That guitar tone isn't as vigorous as before. It sounds washed out, like it blends into its own restricted, flat tone. It's heavy, but there's no supreme, fat punch like on the last album or that warm, brutish tone like on Above The Weeping World. Those albums had very whole, firm tones while this one feels pasted to the music. It's probably the hardest pitfall to get passed in order to get into this album, as this drawback brought down a critical component to the band's sound. It just isn't as convincing as it tries to emulate the band's aggressive nature, even though the leads are still as ambitious, harmonious, and fervent.

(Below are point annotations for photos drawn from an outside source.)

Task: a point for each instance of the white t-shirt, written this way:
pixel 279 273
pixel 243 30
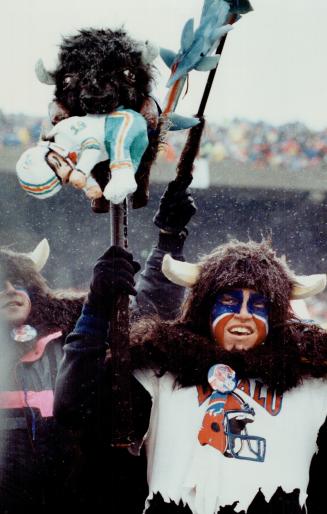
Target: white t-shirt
pixel 200 475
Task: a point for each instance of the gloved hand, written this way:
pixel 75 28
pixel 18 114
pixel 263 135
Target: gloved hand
pixel 176 207
pixel 113 274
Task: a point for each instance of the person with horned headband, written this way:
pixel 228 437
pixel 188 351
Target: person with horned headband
pixel 234 389
pixel 35 452
pixel 39 459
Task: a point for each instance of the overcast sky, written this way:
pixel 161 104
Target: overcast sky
pixel 273 66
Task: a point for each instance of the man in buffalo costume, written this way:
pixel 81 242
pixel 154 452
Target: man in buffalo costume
pixel 42 464
pixel 234 389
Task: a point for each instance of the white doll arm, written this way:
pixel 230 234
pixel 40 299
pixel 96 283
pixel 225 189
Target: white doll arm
pixel 90 155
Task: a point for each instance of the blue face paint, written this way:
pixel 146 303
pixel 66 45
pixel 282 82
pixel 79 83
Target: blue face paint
pixel 230 302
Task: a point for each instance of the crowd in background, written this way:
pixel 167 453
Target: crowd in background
pixel 292 146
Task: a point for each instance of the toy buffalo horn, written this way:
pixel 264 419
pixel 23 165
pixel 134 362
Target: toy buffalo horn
pixel 43 74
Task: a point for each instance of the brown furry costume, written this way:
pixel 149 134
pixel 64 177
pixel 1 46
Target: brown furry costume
pixel 51 310
pixel 36 453
pixel 292 350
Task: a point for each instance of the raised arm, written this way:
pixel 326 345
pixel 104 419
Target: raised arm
pixel 155 293
pixel 83 382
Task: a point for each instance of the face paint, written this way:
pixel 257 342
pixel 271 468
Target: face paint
pixel 239 319
pixel 15 304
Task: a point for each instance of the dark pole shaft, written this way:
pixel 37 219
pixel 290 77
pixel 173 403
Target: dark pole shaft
pixel 205 96
pixel 122 417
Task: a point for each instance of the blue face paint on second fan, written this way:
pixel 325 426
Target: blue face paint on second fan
pixel 230 303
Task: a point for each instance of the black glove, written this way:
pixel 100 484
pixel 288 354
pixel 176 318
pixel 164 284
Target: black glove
pixel 176 207
pixel 113 274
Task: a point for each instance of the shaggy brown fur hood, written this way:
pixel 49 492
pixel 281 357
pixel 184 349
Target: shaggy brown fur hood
pixel 292 350
pixel 297 351
pixel 51 310
pixel 240 265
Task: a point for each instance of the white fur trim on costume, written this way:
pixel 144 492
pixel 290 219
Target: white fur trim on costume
pixel 308 285
pixel 181 273
pixel 40 254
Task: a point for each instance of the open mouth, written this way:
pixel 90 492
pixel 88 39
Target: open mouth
pixel 11 303
pixel 240 331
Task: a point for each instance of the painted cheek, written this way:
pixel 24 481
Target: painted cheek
pixel 262 328
pixel 218 326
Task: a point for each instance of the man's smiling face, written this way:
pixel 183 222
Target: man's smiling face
pixel 15 304
pixel 239 319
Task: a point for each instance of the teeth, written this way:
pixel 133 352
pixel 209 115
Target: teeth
pixel 240 330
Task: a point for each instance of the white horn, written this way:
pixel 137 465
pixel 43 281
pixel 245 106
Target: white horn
pixel 180 273
pixel 40 254
pixel 43 74
pixel 307 285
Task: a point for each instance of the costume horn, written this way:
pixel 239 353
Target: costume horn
pixel 40 254
pixel 307 285
pixel 180 273
pixel 43 74
pixel 186 275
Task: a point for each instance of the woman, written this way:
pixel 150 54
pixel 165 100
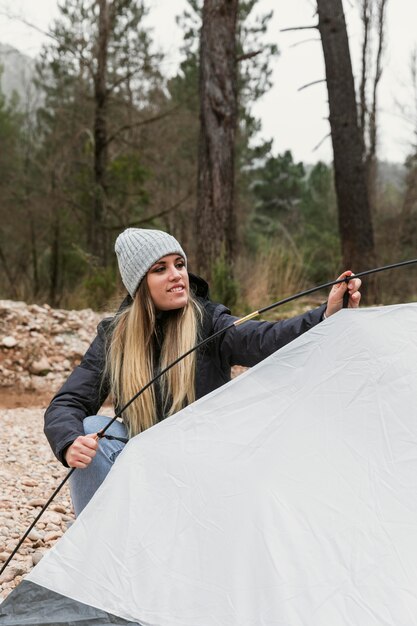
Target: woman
pixel 165 314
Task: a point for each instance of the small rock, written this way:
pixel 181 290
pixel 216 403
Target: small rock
pixel 52 518
pixel 52 536
pixel 10 574
pixel 59 508
pixel 37 555
pixel 34 535
pixel 29 482
pixel 8 342
pixel 41 367
pixel 37 502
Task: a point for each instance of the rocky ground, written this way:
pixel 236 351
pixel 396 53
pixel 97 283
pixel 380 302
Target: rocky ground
pixel 39 346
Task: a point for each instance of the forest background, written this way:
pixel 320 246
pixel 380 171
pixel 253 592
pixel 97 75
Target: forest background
pixel 102 139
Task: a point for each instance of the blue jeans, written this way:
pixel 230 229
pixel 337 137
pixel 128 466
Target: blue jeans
pixel 85 482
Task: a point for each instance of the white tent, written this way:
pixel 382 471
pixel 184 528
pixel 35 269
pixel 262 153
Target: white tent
pixel 286 498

You can hear it in songs like "Every Hour Wounds" playing distinct, corpulent riffs, but without any of the bite that made it inclusive and durable.
The newest twist is Ville Friman handling clean vocals which, despite him being one of my favorite guitarists, aren't the greatest at making an impression. They sound timid compared to the ones on Across The Dark. They're humble, cheerless, and mid-ranged, but they limit the potential for the songs they're on. For instance, the title track is a gloomy song written as a build-up, graced by elegant harmonies, and topped off with a mighty climax. The clean here are pleasing, but they don't have any influential sway - the guitar leads play the same melody as the cleans, so they're the ones entertaining the most.
While these do detract from One For Sorrow's replayability, the rest of the album is still Insomnium doing what they know how to do (just at a lesser level). It's got the scope, atmosphere (keys mostly doing the backing), and overall style of the later albums, but with the quality of the debut. Drums are pummeling and encircling, with the bass begrudgingly following under the thinning guitars. Again, the same kind of easy listening melodic death metal, but written and played compellingly. Speaking of which, the biggest ode to the tighter, inspired playing from before is with the bonus track "Weather The Storm". The leads on this one are tasteful and the riffs are burlier than most of the album. The one complaint is Mikael Stanne's (muffled) vocal performance is underutilized and sounds too alike to Sevänen's amiable, fluent growling.
Insomnium chose to run through the motions while spicing up their formula a little. It isn't their best output, but even a less than stellar Insomnium album is a great body of work. Overall, One For Sorrow lacks a defining uniqueness and gets hit hard by the stifled guitars, but it's still enjoyable. Expect it to maintain the band's status quo while it may even come out sounding better than that.